1 – Voyez la lettre à Moreau du 12 juin. (G.A.)

 

 

 

 

 

à M. le comte d’Argental.

 

6 Novembre 1767.

 

 

          Vraiment, mon divin ange, je ne savais pas que vous eussiez enterré votre médecin (1). Je ne sais rien de si ridicule qu’un médecin qui ne meurt pas de vieillesse ; et je ne conçois guère comment on attend sa santé de gens qui ne savent pas se guérir : cependant il est bon de leur demander quelquefois conseil, pourvu qu’on ne les croie pas aveuglément.
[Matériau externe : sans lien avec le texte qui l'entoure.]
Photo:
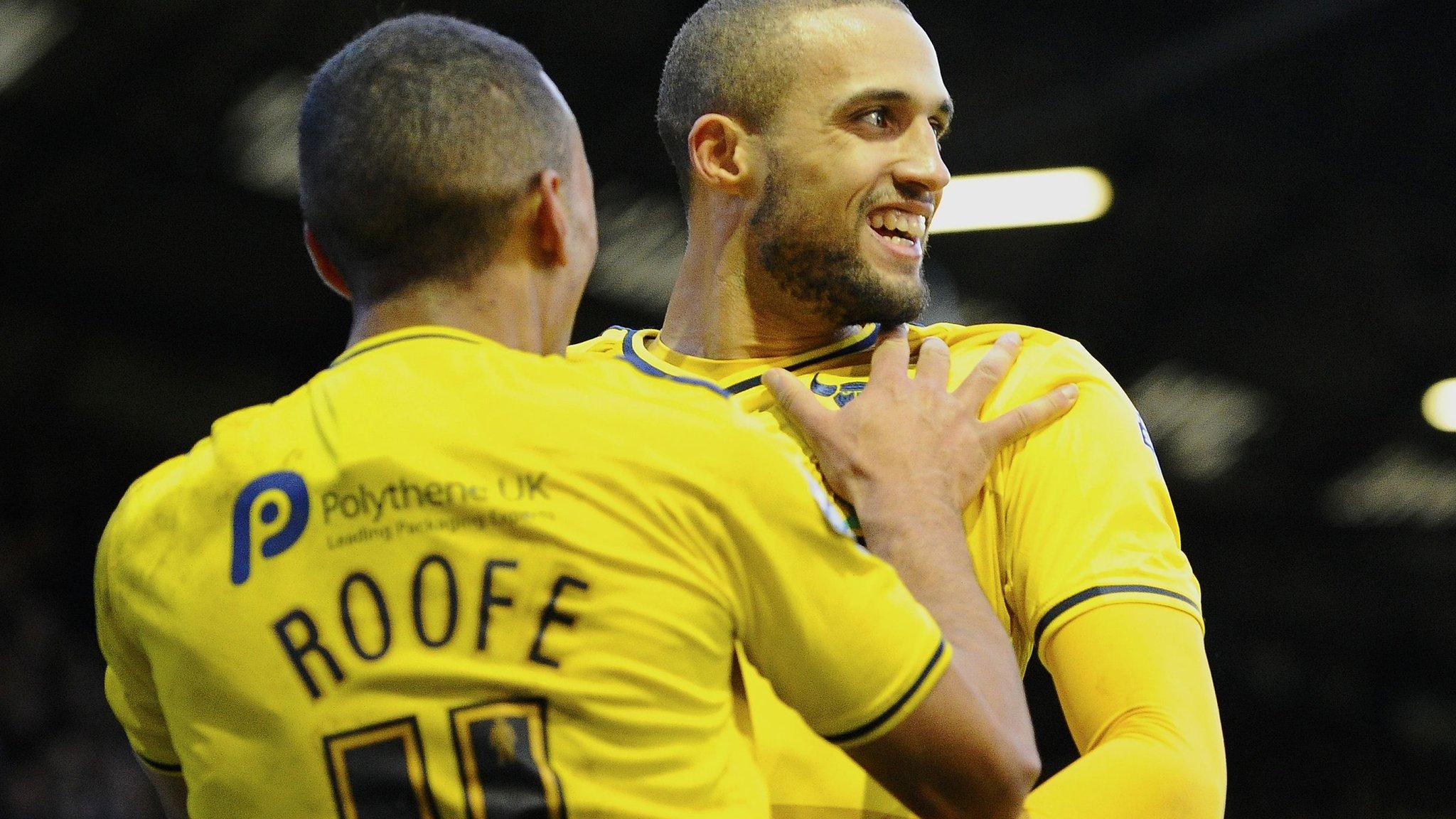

Mais comment pouvez-vous prendre les mêmes remèdes, madame d’Argental et vous, puisque vous n’avez pas la même maladie ? c’est une énigme pour moi. Tout ce que je puis faire, c’est de lever les mains au ciel, et de le prier de vous accorder une vie très longue, très saine, avec très peu de médecins.

 

          J’avais déjà écrit un petit mot à M. de Thibouville pour vous être montré. Votre lettre du 28 d’octobre ne m’a été rendue qu’après. Vous ne doutez pas que je ne sois bien curieux de voir ma lettre à la belle mademoiselle Dubois. Vous avez vu les raisons que j’ai de me tenir un peu clos et couvert jusqu’à ce que j’aie reçu des nouvelles de M. le maréchal de Richelieu. Il me semble qu’il y a dans cette affaire je ne sais quelle conspiration pour m’embarrasser et se moquer de moi. Mais comment M. le duc de Duras n’a-t-il pas eu la curiosité de voir cette lettre, qui est devenue la pomme de discorde chez les déesses du tripot ? Rien n’est, ce me semble, si facile ; tout serait alors tiré au clair, sans que des personnes qui peuvent beaucoup me nuire eussent le moindre prétexte contre moi.

 

          Je vous avouerai grossièrement, mon cher ange, que je me trouve dans une situation bien gênante, et que je crains l’éclat d’une brouillerie qui me mettrait dans l’alternative de perdre une partie de mon bien, ou de le redemander par les voies du monde les plus tristes, et peut-être les plus inutiles. On me mande des choses si extraordinaires, que je ne sais plus où j’en suis ; ma santé d’ailleurs est absolument ruinée. Je dois plutôt songer à vivre que songer à la singulière tracasserie qu’on m’a faite. Je n’ose même écrire à Lekain, de peur de l’exposer.

 

          Vous verrez incessamment M. de Chabanon et M. de La Harpe. J’ai donné une lettre à M. de La Harpe pour vous. Adieu, mon divin ange ; maman (2) et moi nous nous mettons au bout de vos ailes plus que jamais.

 

          Vous savez quel est pour vous mon culte d’hyperdulie.